App advertising fraud has been a growing issue as the market is becoming more saturated and more sophisticated fraudulent technologies are being created. According to ClicksMob research, gaming apps claimed 39% of the total fraud attempts as measured by the company’s Fraud Fighter technology.

According to a forecast by The&Partnership and m/SIX, ad fraud could amount to a $16.7 billion loss this year. Nearly 20% of total digital ad spending was wasted on fraudulent placements in 2016.

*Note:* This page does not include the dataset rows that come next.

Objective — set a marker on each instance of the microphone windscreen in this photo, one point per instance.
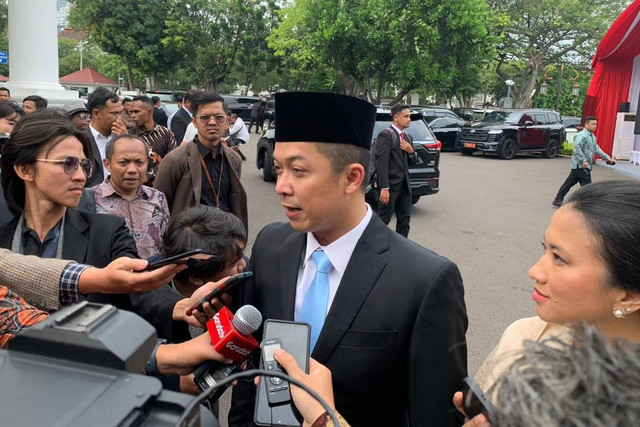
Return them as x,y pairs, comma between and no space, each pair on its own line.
247,320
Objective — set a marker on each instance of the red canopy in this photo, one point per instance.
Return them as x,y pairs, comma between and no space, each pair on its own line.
613,65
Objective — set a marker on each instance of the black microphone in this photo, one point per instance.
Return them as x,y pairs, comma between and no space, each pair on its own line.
246,321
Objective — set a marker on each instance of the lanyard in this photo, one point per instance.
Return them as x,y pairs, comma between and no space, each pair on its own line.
53,248
216,194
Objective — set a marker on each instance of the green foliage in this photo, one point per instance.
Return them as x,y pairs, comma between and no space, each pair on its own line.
373,44
538,33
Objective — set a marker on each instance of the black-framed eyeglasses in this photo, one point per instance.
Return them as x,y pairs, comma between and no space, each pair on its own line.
70,165
204,118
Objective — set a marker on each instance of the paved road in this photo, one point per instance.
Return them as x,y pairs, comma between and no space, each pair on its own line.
489,218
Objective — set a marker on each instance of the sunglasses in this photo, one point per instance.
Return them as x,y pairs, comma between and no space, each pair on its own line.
204,118
70,165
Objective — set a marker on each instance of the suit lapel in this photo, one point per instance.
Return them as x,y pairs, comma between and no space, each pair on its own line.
76,230
195,172
289,264
361,275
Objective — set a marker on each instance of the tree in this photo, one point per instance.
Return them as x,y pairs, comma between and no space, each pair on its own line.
374,44
538,33
131,30
207,34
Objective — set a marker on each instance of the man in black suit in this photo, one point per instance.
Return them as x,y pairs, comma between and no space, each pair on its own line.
182,118
393,154
389,318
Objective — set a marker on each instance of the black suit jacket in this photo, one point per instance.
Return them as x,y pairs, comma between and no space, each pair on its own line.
390,162
394,338
179,124
89,238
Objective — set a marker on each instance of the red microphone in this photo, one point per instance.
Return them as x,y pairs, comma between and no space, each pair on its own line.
231,337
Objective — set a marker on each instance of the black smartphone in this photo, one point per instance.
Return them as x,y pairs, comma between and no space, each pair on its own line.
474,400
182,258
227,286
278,388
293,337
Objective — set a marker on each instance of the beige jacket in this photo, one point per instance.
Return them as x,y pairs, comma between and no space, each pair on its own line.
511,345
35,279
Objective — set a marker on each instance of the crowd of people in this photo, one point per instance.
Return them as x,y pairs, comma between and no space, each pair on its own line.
92,191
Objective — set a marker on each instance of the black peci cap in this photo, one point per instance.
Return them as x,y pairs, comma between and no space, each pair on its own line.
324,117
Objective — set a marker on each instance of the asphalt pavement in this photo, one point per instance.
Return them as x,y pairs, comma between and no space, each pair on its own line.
489,218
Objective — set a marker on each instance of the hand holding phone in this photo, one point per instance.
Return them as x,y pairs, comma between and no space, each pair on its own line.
277,389
227,286
182,258
474,400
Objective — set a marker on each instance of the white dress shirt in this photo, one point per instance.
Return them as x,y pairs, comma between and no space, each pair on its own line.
338,252
101,142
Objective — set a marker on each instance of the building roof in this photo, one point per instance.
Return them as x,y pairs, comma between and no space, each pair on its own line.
88,76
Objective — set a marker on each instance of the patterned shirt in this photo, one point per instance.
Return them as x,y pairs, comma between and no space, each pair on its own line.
15,315
146,214
160,139
584,148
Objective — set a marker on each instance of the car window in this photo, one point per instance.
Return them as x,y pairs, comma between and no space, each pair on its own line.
502,117
540,118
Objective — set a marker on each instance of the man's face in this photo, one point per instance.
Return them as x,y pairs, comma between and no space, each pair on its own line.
140,112
314,198
29,106
128,166
591,126
81,120
105,116
402,119
211,130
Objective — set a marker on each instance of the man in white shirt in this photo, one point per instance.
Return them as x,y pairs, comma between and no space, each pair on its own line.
106,123
238,134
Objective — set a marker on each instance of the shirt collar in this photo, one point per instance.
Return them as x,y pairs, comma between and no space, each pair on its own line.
339,252
106,189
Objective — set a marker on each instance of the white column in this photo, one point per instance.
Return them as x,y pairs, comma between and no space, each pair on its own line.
33,51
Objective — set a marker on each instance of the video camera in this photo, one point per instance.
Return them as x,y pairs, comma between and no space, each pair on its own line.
83,366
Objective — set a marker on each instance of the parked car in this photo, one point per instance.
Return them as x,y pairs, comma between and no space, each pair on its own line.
241,105
571,122
507,132
446,131
424,176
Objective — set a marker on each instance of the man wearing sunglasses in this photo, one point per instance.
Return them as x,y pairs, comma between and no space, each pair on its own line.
204,171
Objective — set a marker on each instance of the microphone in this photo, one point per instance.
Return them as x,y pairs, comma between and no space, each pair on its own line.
231,337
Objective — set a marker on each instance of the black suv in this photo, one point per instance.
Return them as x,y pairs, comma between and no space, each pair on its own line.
507,132
424,176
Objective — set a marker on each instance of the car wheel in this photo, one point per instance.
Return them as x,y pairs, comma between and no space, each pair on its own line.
551,149
267,167
508,149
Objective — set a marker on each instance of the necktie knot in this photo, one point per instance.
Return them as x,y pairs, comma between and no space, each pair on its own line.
322,262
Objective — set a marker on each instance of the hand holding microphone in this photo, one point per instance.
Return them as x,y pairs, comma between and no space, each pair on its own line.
231,337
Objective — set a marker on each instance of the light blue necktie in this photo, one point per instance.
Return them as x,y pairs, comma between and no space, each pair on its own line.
314,306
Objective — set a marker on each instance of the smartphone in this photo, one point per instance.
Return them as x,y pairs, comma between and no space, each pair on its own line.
474,400
182,258
293,337
278,388
227,286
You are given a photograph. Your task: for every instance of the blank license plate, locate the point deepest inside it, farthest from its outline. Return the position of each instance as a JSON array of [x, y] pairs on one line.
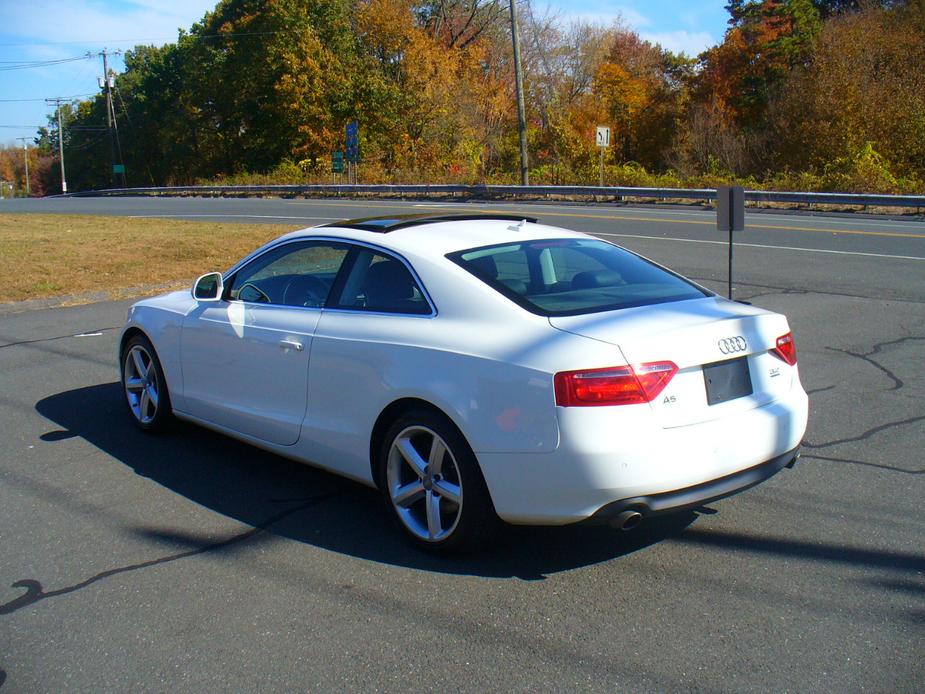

The case identified by Check Point highlights the growing sophistication of app fraudsters. Despite Google’s security measures, Judy was capable of bypassing them by only loading the software once apps had been installed on a device. The fact that the apps went undetected for an entire year is perhaps even more worrisome.
Johnny Hornby, Founder, The&Partnership, explains that in order to stop app ad fraud, Google and Facebook will need to be fully on board:

“Finally, the time has come for the Googles and Facebooks to stop marking their own homework, and allow specialist, third-party auditors inside their walled gardens – to verify the viewability, non-human traffic and brand safety scores they send back to clients. Only then will we truly break the back of the ad fraud problem.”